Schlocktoberfest #13: Event Horizon
Horror in space can work. Alien anyone? Hellraiser in space should work; who knows what’s out there where no one can hear you scream? When I say this is Paul W.S. Anderson’s best movie- he of Alien vs. Predator and Death Race- I don’t necessarily mean it’s very good. It’s only original in putting other people’s ideas on a spaceship, and if it didn’t have Sam Neill and Laurence Fishburne to hold it together, it would be a lot less tolerable.
It is 2047, a time when everyone still smokes because they probably cured cancer or something. Years earlier, the ship Event Horizon disappeared while on a mission to test its faster-than-light engine, the gravity drive. Now its hulk has reappeared off Neptune, and a salvage ship is sent to dock with it. On board is the designer of the gravity drive, Dr. William Weir (Sam Neill) who wants to figure out what went wrong, but seems to know more than he’s letting on.
Captain Miller (Laurence Fishburne) is more practical, and very protective of his crew. Not that it helps much. He’s haunted by his past, when he had to leave a crewman behind to burn alive. That sort of thing will scar a man, and every crew member has something in his past that would make them fail a basic psychological screening, but if they were nice boring astronaut types we wouldn’t have nightmares to plumb for shock value. So these are the crazy kind of astronauts, like the ones in Armageddon or that one who tried to stab the other one a while back.
When they dock, they find the ship is a tomb- corpses frozen in tortured poses, when found at all; and the gravity drive, which is for some reason carved in beautiful detail with gothic details. It looks like some sort of medieval torture device instead of an engine, and this is where the movie began to lose me. It looks a lot like Hellraiser‘s puzzle box made large and turned circular, with a pool of liquid mercury in the center. It of course lures the first crewman through it, and when he returns, he doesn’t say it’s full of stars. He’s seen things we people wouldn’t believe, and it wasn’t attack ships on fire off the shoulder of Orion.
We slowly learn that the Event Horizon- named for the demarcation of a black hole, from which not even light can escape- travels by creating a small black hole, and then traveling through it. Except its journey didn’t take it where it planned, but to another dimension, one of chaos. The ship itself has changed, and gives tormented visions to the crew who wander it alone. A woman sees her lost daughter; Weir is taunted by the ghost of his wife, who committed suicide. And Captain Miller has to face the crewman he let burn alive to save the rest of his crew, and himself. Dr. Weir’s intentions become clear, but we do not know where his motives came from.
Has the ship gone to Hell and back? The movie cribs from many of its betters, most notably Hellraiser, Alien and even Tartovsky’s Solaris. It manages to be a good B-movie, but is too confused and slipshod to be anything more.
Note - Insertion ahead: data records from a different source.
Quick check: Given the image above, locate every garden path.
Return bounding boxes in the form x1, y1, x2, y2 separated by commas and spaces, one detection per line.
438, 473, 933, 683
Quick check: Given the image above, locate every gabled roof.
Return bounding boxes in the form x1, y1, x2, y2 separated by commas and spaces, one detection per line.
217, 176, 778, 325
The “life meters go off the chart” when they scan the ship, so we assume it is alive, haunted, or inhabited somehow, but it goes nowhere. It seems to have possessed Weir from across the Solar system, and when you see its design- covered in symbols like a technological demon summoner from the Doom video games- you wonder if he meant it to be a conduit to bring chaos to our universe all along.
What makes the movie is the imagery- and it has it in spades. We only get glimpses of the horror beyond our dimension, due to queasy test audiences who were probably expecting a 2001 clone. Howling eyeless madmen criss-crossed with bloody razor slices, groaning in orgiastic glee as they impale their comrades on maggot-encrusted spikes, it is what Hellraiser would have been with a budget. Sadly, this is mostly at the end of the film, and is entirely formulaic as the ship endows its avatar with superhuman strength, and they deal with him Ripley style. It’s not a bad way to spend a spooky night in front of the TV, but it is entirely overrated by the internet nerd horde. From the gravity drive itself, which while ridiculously gothic does look quite cool, to the nightmares it spawns, you’ll definitely want eyes.